Internal accuracy dashboard — template
Track monthly in a shared spreadsheet:
| Date | Platform | Prompt | Mentioned | Phone OK | Hours OK | Wrong claim | Suspected source URL | Fix ticket |
|---|---|---|---|---|---|---|---|---|
| 2026-01-13 | ChatGPT | open sunday? | Y | Y | N | closed weekends | yelp.com/... | #142 |
Roll up accuracy rate by platform quarterly for leadership review. Pair with mention rate from scan exports.
Training your team on AI-sourced objections
Sales and front-desk staff encounter AI-set expectations:
- "But the AI said you offer free estimates on weekends"
- "ChatGPT listed a price half of your quote"
Script acknowledgment without blame — validate the customer's source, state correct policy, log the error for marketing ops. Repeated objections on same field = priority fix, not script tweak.
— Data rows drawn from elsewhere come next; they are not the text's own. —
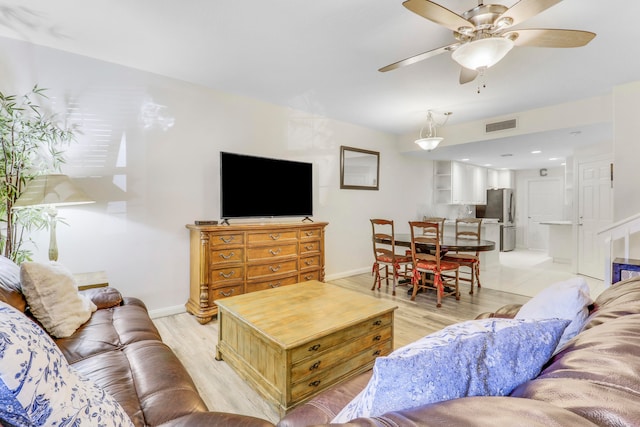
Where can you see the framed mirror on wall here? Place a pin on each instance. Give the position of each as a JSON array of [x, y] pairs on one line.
[[359, 169]]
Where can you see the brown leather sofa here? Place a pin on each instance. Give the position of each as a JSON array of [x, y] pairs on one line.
[[593, 381], [120, 349]]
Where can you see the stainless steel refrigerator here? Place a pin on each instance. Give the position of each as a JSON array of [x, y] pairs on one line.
[[501, 205]]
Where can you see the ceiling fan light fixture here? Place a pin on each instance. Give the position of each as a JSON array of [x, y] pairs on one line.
[[482, 53], [429, 143]]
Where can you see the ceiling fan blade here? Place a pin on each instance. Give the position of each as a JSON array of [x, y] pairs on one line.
[[420, 57], [524, 10], [467, 75], [550, 37], [438, 14]]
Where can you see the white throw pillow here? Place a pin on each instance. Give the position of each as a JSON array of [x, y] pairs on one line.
[[39, 388], [569, 300], [52, 295]]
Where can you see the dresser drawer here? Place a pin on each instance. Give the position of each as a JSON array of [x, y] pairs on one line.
[[312, 246], [271, 283], [310, 262], [226, 239], [272, 236], [356, 364], [340, 353], [223, 255], [231, 273], [311, 234], [225, 292], [272, 251], [278, 267], [313, 348]]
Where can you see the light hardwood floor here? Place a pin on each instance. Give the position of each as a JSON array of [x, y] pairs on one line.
[[223, 390]]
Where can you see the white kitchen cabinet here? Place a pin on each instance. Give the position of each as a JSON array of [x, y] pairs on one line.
[[459, 183], [500, 178]]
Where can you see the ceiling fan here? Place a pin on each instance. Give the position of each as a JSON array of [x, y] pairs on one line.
[[483, 35]]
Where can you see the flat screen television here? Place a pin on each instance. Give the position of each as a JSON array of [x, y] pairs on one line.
[[260, 187]]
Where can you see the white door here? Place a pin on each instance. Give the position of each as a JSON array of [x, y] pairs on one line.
[[544, 203], [595, 212]]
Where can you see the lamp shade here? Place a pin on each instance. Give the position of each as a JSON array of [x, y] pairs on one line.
[[482, 53], [429, 143], [52, 190]]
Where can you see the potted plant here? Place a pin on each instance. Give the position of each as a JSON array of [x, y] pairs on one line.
[[32, 143]]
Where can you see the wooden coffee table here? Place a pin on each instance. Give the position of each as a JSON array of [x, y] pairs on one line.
[[292, 342]]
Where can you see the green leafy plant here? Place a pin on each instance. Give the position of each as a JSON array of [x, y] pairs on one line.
[[32, 143]]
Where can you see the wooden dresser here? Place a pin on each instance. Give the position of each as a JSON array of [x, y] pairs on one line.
[[229, 260]]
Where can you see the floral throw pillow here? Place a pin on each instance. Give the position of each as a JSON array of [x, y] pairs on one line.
[[485, 357], [39, 388]]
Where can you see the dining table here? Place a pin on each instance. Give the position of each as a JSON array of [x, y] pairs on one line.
[[448, 243]]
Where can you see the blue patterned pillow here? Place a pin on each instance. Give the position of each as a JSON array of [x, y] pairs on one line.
[[486, 357], [39, 388]]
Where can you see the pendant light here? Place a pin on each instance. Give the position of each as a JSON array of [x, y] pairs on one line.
[[431, 140]]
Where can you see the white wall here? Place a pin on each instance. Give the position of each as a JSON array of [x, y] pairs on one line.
[[149, 152]]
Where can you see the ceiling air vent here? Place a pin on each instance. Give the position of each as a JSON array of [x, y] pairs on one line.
[[503, 125]]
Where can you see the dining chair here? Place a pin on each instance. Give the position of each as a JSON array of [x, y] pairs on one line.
[[429, 262], [440, 221], [467, 228], [387, 263]]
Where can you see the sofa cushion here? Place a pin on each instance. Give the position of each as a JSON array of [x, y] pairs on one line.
[[53, 298], [569, 300], [473, 358], [38, 387], [10, 288]]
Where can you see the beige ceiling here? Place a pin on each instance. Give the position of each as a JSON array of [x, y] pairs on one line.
[[322, 56]]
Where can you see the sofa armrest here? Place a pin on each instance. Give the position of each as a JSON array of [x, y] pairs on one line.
[[207, 419], [508, 311]]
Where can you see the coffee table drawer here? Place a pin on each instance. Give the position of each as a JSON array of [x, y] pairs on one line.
[[338, 354], [350, 366], [313, 348]]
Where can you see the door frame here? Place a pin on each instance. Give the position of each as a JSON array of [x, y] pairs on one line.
[[577, 161]]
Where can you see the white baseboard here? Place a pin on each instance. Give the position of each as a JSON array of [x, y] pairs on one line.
[[167, 311]]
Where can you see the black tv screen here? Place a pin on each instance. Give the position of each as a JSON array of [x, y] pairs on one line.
[[261, 187]]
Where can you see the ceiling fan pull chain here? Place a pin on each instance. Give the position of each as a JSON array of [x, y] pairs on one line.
[[481, 83]]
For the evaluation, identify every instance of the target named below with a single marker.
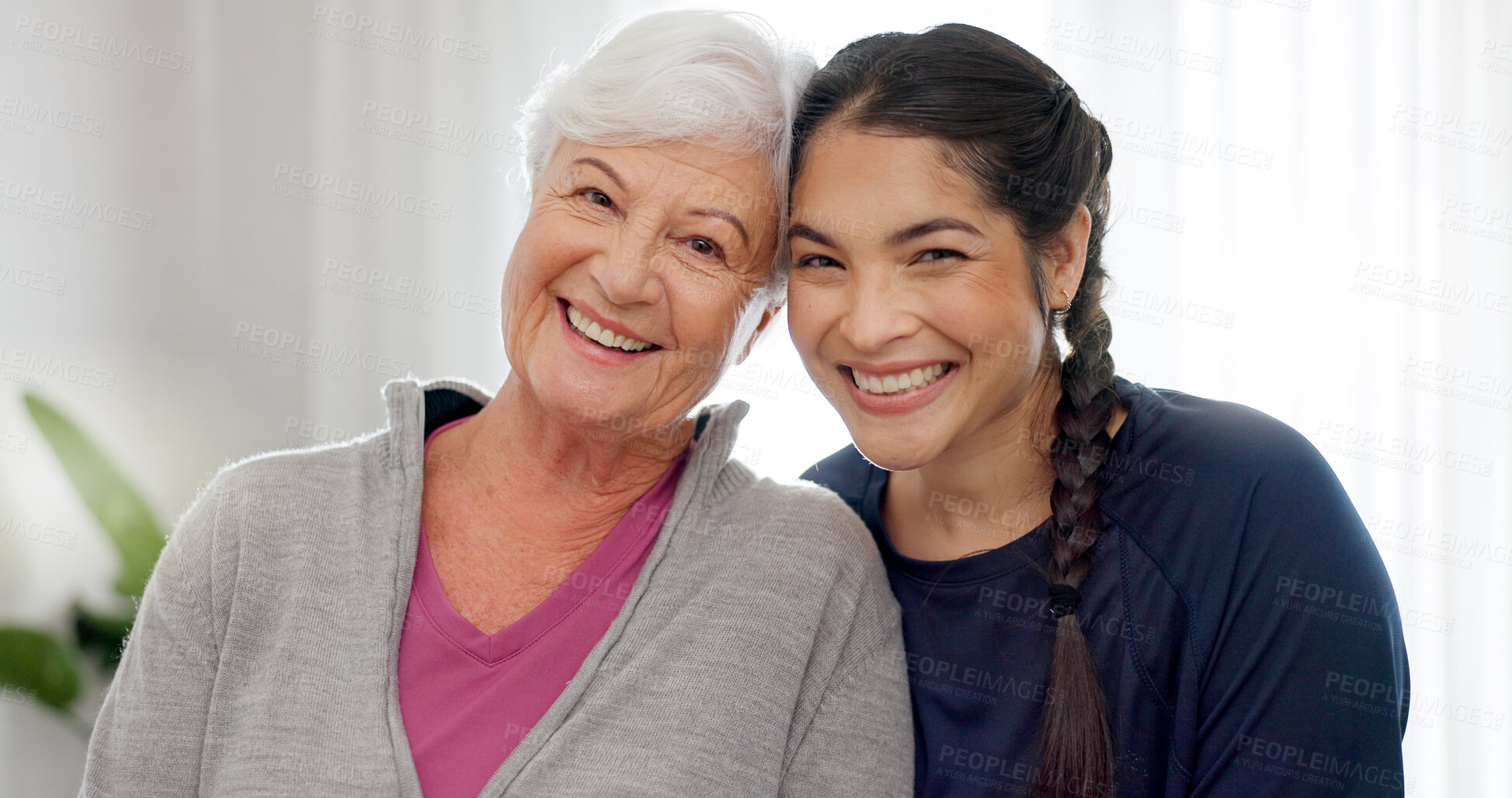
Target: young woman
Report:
(1106, 590)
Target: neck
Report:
(533, 464)
(982, 493)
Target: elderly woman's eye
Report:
(705, 247)
(817, 261)
(598, 197)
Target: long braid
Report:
(1076, 735)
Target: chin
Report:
(895, 453)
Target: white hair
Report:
(672, 76)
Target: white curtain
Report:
(223, 228)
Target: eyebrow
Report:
(926, 228)
(803, 231)
(728, 217)
(902, 236)
(714, 212)
(602, 167)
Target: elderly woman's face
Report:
(632, 284)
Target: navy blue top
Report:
(1239, 614)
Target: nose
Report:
(627, 270)
(879, 312)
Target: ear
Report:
(1068, 256)
(773, 308)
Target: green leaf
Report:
(113, 500)
(102, 635)
(38, 664)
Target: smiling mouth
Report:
(603, 336)
(886, 385)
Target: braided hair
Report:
(1021, 135)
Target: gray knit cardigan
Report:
(756, 654)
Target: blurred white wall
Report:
(1314, 218)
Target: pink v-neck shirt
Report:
(468, 699)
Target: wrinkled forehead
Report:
(734, 180)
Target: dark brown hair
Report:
(1009, 123)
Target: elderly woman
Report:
(566, 590)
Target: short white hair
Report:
(705, 76)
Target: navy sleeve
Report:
(1305, 688)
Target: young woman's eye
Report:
(817, 261)
(940, 255)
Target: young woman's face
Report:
(911, 301)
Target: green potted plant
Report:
(49, 667)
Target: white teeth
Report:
(602, 335)
(897, 384)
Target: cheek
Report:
(1001, 330)
(808, 315)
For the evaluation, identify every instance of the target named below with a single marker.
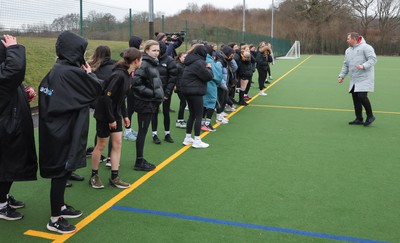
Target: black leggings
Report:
(143, 124)
(195, 104)
(182, 106)
(248, 85)
(167, 119)
(207, 112)
(5, 187)
(109, 145)
(262, 75)
(360, 99)
(57, 194)
(222, 95)
(130, 103)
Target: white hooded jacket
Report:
(360, 54)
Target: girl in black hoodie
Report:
(168, 72)
(193, 86)
(148, 92)
(110, 109)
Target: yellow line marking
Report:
(321, 109)
(84, 222)
(42, 234)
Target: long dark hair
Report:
(128, 56)
(101, 54)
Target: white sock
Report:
(2, 205)
(54, 219)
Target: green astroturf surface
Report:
(288, 160)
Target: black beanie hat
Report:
(135, 41)
(227, 50)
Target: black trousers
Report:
(5, 187)
(360, 99)
(182, 106)
(130, 100)
(262, 75)
(166, 104)
(195, 104)
(57, 191)
(222, 98)
(143, 123)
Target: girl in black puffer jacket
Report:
(193, 86)
(245, 71)
(148, 92)
(168, 71)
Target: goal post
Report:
(293, 53)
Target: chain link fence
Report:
(47, 18)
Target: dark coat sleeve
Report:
(141, 85)
(202, 72)
(172, 76)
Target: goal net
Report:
(293, 53)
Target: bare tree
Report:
(366, 11)
(389, 17)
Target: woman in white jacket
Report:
(359, 62)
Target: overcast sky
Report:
(171, 7)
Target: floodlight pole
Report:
(272, 20)
(151, 20)
(244, 21)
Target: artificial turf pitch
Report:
(287, 168)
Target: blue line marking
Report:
(245, 225)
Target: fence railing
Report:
(101, 22)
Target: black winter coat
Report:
(245, 67)
(65, 95)
(196, 74)
(180, 67)
(147, 86)
(18, 161)
(103, 73)
(111, 104)
(168, 71)
(263, 61)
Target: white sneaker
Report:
(180, 124)
(229, 108)
(221, 119)
(262, 93)
(130, 136)
(108, 163)
(199, 144)
(188, 141)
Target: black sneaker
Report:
(103, 158)
(369, 121)
(70, 212)
(61, 226)
(76, 177)
(356, 122)
(168, 138)
(14, 203)
(144, 165)
(9, 213)
(156, 140)
(89, 151)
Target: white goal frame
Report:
(293, 53)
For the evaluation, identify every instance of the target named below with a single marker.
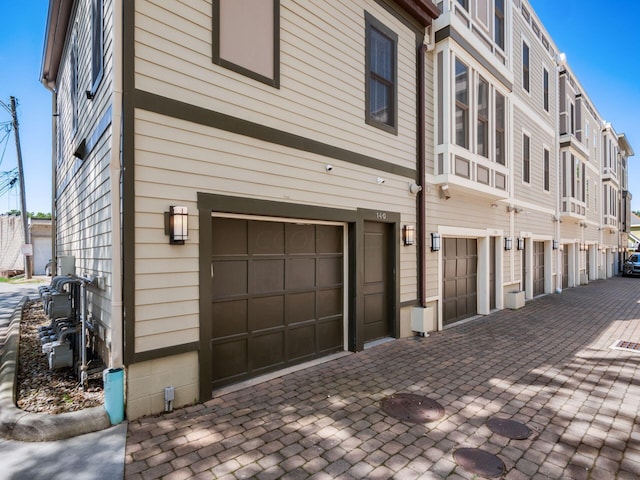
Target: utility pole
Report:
(27, 258)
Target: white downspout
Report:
(116, 358)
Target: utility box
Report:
(514, 300)
(423, 320)
(66, 265)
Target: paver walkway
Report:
(547, 365)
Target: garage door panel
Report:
(229, 358)
(329, 239)
(330, 334)
(301, 342)
(301, 273)
(330, 271)
(266, 312)
(266, 238)
(300, 307)
(229, 278)
(267, 276)
(330, 302)
(229, 237)
(267, 350)
(229, 318)
(300, 239)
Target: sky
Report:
(599, 39)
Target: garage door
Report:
(460, 300)
(538, 268)
(277, 295)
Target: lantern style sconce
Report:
(409, 234)
(177, 225)
(435, 242)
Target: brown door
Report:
(460, 299)
(378, 320)
(538, 268)
(565, 267)
(277, 295)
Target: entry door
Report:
(538, 268)
(378, 320)
(460, 299)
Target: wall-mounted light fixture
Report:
(435, 242)
(409, 234)
(177, 225)
(508, 243)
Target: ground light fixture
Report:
(435, 242)
(177, 225)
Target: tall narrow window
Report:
(545, 88)
(462, 104)
(525, 66)
(482, 134)
(246, 38)
(381, 75)
(546, 170)
(526, 159)
(498, 34)
(97, 46)
(500, 129)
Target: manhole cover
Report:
(479, 462)
(508, 428)
(412, 408)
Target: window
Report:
(482, 134)
(380, 88)
(546, 170)
(545, 88)
(525, 66)
(526, 159)
(97, 45)
(246, 38)
(498, 27)
(500, 129)
(462, 104)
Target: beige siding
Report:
(322, 51)
(176, 159)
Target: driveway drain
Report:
(479, 462)
(508, 428)
(412, 408)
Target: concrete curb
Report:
(16, 424)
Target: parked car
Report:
(632, 265)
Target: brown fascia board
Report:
(423, 11)
(54, 40)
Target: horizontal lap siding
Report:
(176, 159)
(322, 73)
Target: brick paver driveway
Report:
(547, 365)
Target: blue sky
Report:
(599, 39)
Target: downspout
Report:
(117, 341)
(422, 179)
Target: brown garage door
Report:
(277, 295)
(538, 268)
(460, 300)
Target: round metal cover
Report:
(508, 428)
(412, 408)
(479, 462)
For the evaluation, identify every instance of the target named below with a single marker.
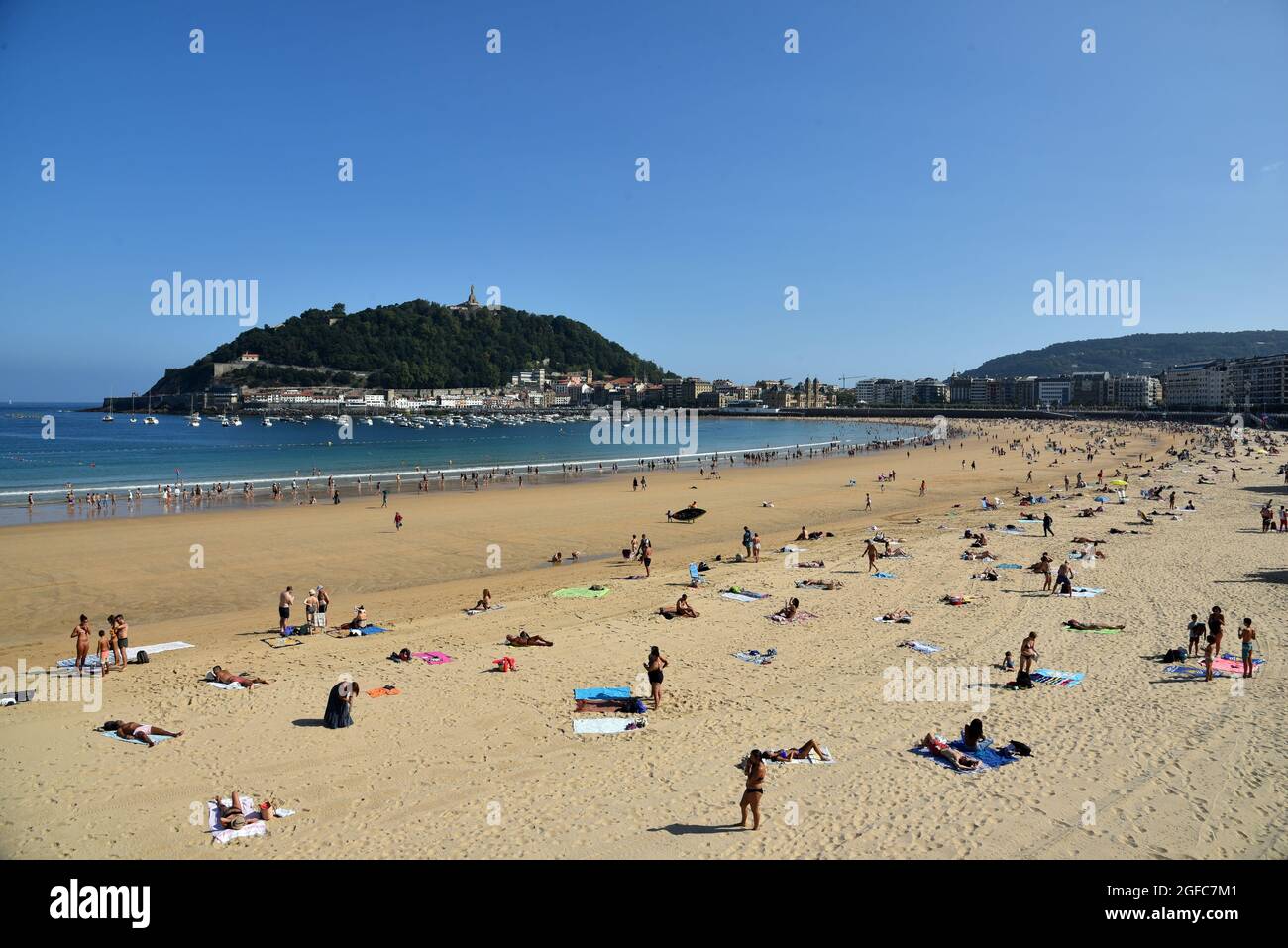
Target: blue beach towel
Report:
(1052, 677)
(599, 693)
(986, 755)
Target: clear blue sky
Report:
(518, 170)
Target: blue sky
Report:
(518, 170)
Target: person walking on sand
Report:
(1028, 652)
(81, 634)
(755, 790)
(1247, 635)
(283, 607)
(655, 665)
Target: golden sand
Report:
(468, 762)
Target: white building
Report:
(1197, 385)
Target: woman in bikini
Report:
(655, 665)
(133, 730)
(755, 790)
(798, 753)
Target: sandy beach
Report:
(471, 763)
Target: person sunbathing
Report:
(133, 730)
(232, 817)
(227, 678)
(682, 608)
(802, 753)
(524, 639)
(940, 749)
(789, 612)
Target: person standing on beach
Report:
(754, 791)
(655, 665)
(1196, 630)
(1247, 635)
(1028, 652)
(81, 634)
(1216, 629)
(283, 607)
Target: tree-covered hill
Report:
(412, 346)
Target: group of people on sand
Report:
(112, 643)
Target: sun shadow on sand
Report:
(696, 830)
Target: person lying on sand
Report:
(802, 753)
(524, 639)
(232, 817)
(227, 678)
(140, 732)
(682, 609)
(939, 747)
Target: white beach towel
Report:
(603, 725)
(130, 653)
(220, 835)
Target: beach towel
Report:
(156, 738)
(257, 828)
(130, 653)
(811, 759)
(605, 725)
(1096, 631)
(600, 693)
(1052, 677)
(988, 758)
(802, 616)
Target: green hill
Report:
(1142, 353)
(410, 346)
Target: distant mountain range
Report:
(408, 346)
(1141, 353)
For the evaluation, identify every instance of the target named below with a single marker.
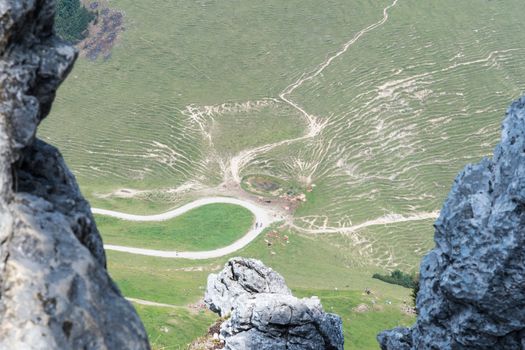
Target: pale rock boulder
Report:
(55, 292)
(262, 313)
(472, 285)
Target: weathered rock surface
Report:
(55, 292)
(263, 313)
(238, 278)
(472, 284)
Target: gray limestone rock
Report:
(241, 277)
(263, 313)
(55, 292)
(472, 285)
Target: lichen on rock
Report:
(55, 292)
(472, 284)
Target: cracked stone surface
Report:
(263, 314)
(472, 284)
(55, 292)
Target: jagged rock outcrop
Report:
(241, 277)
(264, 315)
(472, 285)
(55, 292)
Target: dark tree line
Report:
(72, 20)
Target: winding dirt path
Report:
(314, 125)
(263, 216)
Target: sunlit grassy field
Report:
(192, 84)
(205, 228)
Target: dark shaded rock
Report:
(55, 292)
(263, 313)
(472, 285)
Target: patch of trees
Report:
(72, 20)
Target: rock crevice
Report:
(55, 292)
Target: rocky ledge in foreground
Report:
(55, 292)
(472, 286)
(262, 314)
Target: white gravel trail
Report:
(263, 216)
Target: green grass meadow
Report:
(191, 84)
(205, 228)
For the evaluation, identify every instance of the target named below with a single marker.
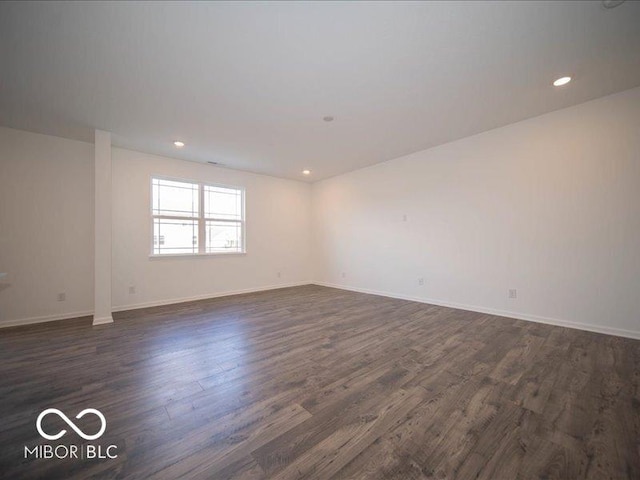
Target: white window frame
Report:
(201, 219)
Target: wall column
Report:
(102, 241)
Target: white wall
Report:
(46, 226)
(549, 206)
(47, 231)
(277, 227)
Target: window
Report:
(196, 218)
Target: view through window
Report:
(196, 218)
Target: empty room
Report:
(320, 240)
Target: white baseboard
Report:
(121, 308)
(102, 320)
(619, 332)
(159, 303)
(46, 318)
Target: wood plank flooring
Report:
(317, 383)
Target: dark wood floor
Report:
(313, 382)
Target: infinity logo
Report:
(71, 424)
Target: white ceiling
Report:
(247, 84)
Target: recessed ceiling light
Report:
(612, 3)
(561, 81)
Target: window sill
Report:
(192, 255)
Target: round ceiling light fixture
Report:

Integrating accuracy work with broader AEO programs
Hallucination response should not sit in a silo. The same listing and entity infrastructure that improves accuracy rate typically lifts mention rate over 60–90 days — corroborated businesses are easier to name confidently. Wire accuracy logs into your monthly AEO or GEO review; rescan with free scan after each correction batch.
What we will not do
At AIrecommend.ai we refuse:
- Claiming direct model-level correction APIs for local businesses
- Publishing fake facts to overwrite real ones
- Editing client listings without approval
- Guaranteeing zero hallucinations — third parties control models
Bottom line
AI hallucinations about local businesses are a strategic data integrity problem — trace sources, fix corroborated public evidence, measure accuracy per platform, and prevent drift before peak season. Content and AEO / GEO programs amplify true signals; they do not replace listing hygiene.
Start with free scan — mention tables plus wrong-fact documentation. Escalate to systematic accuracy repair when errors persist or revenue is at stake.
Frequently asked questions
Are AI wrong facts about my business always hallucinations?
Often they are synthesis errors — the model compressed conflicting sources. True hallucinations (invented details with no upstream trace) happen but are less common than garbled NAP, hours, or services from stale data.
Can I report a hallucination directly to OpenAI or Google?
There is no reliable per-business correction API for organic assistant answers. Fix authoritative public sources models read and monitor whether accuracy improves over subsequent samples.
How do I prove an AI fact is wrong?
Screenshot the answer with prompt and date, quote the exact wrong claim, document your authoritative correct fact (GBP, website, license), and log which platforms repeat the error.
Will fixing my website alone stop AI hallucinations?
Not always. Models weight reviews, directories, and third-party pages heavily. Website fixes help when your site is a primary corroboration source — but broad listing alignment is usually required.
When should I escalate to professional accuracy repair?
When wrong facts appear on three or more platforms, involve revenue-critical fields (phone, hours, closed status), or persist 60+ days after source fixes — systematic trace and multi-directory correction saves staff time.